Linguists to re-think reason for short words

January 25, 2011 by Lin Edwards report

(PhysOrg.com) -- Linguists have thought for many years the length of words is related to the frequency of use, with short words used more often than long ones. Now researchers in the US have shown the length is more closely related to the amount of information the words carry than their frequency of use.

A link between the length of words and how frequently they are used was first proposed in 1935 by George Kingsley Zipf, a Harvard University and philologist. Zipf's idea was that people would tend to shorten words they used often, to save time in writing and speaking. The relationship seems intuitive and it seems to apply to many languages with short words such as “the”, “a”, “to”, “and”, “so” (and equivalents in other languages) being frequently used.

Researchers at the Massachusetts Institute of Technology (MIT), led by Steven Piantadosi, tested the Zipf relationship by analysing word use in 11 European languages. They analyzed digitized texts for correlations between words by counting how often all pairs of words occurred in sequence. This information was then used to estimate the probability of words occurring after given previous words or sequences of words. They made the assumption that the more predictable a word is, the less information it conveys, and estimated the information content from information theory, which says the information content is proportional to the negative logarithm of the probability of a word occurring.

Piantadosi said if the word length is directly related to information content this would make the transmission of information through more efficient and also make speech and written texts easier to understand. This is because shorter words, carrying less information, would be scattered through the speech, essentially “smoothing out” the information density and delivering the important information at a steady rate.

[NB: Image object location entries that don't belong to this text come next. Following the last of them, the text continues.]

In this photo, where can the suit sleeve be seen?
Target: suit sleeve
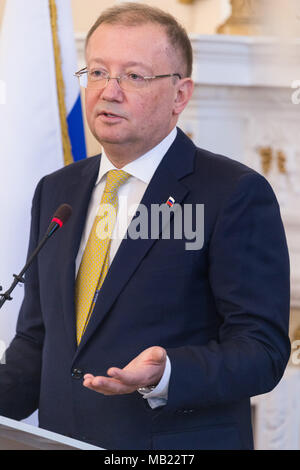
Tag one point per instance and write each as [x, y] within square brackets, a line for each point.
[249, 278]
[21, 371]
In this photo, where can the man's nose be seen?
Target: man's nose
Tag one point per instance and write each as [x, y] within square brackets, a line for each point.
[112, 90]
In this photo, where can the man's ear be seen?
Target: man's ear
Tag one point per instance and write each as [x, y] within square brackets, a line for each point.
[185, 89]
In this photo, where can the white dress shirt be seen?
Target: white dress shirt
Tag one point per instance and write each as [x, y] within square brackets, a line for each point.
[129, 196]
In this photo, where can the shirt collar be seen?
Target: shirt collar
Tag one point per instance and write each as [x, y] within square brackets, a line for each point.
[143, 167]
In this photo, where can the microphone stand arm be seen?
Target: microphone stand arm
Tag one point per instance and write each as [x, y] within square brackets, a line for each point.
[19, 277]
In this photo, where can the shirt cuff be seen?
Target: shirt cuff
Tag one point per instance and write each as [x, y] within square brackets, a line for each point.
[159, 395]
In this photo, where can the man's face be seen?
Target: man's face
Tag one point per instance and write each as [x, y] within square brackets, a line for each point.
[144, 116]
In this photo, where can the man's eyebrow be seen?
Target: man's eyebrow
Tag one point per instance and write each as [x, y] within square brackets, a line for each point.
[131, 63]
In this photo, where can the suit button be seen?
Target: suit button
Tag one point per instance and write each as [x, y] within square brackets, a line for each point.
[77, 374]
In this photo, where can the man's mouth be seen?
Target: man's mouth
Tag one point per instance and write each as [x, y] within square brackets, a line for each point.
[108, 114]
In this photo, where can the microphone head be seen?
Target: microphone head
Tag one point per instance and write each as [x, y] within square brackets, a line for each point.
[62, 214]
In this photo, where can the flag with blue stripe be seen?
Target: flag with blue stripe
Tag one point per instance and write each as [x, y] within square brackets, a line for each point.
[41, 123]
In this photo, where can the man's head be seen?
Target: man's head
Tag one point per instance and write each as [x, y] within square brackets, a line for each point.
[137, 39]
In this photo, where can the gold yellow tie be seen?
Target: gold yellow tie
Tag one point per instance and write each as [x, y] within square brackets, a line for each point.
[95, 261]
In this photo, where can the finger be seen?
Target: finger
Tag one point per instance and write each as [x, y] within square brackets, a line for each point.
[124, 376]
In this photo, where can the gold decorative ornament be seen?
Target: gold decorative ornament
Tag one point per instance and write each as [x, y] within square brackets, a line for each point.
[262, 17]
[281, 162]
[296, 335]
[186, 1]
[67, 150]
[246, 18]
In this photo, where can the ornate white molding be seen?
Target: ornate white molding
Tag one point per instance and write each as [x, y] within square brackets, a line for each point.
[243, 101]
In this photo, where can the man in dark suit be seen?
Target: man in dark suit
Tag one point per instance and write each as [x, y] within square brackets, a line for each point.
[178, 337]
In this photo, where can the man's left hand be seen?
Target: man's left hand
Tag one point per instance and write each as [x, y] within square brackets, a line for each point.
[143, 371]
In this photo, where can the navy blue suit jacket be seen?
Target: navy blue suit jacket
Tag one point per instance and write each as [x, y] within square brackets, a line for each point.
[221, 312]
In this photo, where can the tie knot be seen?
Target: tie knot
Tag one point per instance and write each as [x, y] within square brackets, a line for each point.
[115, 179]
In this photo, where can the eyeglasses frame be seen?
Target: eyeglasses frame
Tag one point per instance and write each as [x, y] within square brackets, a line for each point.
[154, 77]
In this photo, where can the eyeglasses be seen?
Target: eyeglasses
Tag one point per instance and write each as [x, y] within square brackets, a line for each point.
[97, 79]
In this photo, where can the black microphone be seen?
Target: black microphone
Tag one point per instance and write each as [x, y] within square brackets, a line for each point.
[59, 218]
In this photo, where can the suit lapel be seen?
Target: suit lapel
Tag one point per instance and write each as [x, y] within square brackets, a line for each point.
[177, 163]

The studies suggest that the short words are in fact the least informative and most predictable words rather than the most often used, and that word length is more closely related to the information the contain.

The paper is soon to be published in the Proceedings of the National Academy of Sciences (PNAS). Steven Piantadosi belongs to the PhD program with MIT’s Department of Brain and Cognitive Sciences.

More information: Piantadosi, S. T., et al. Proceedings of the National Academy of Sciences (2011). PNAS paper will appear online at http://dx.doi.org/ … s.1012551108

© 2010 PhysOrg.com

4.2 /5 (16 votes)  

Filter


Move the slider to adjust rank threshold, so that you can hide some of the comments.


Display comments: newest first

A_Paradox
Jan 25, 2011

Rank: not rated yet
I wonder how this relates to the need for a certain degree of redundancy in natural languages. Redundancy is required because speech often occurs in a noisy context. Noisy sound is unpredictable and can take various forms in that it may be pulses of sound which can have different durations and different dynamic variations, or it can be persistent sound which masks certain frequencies.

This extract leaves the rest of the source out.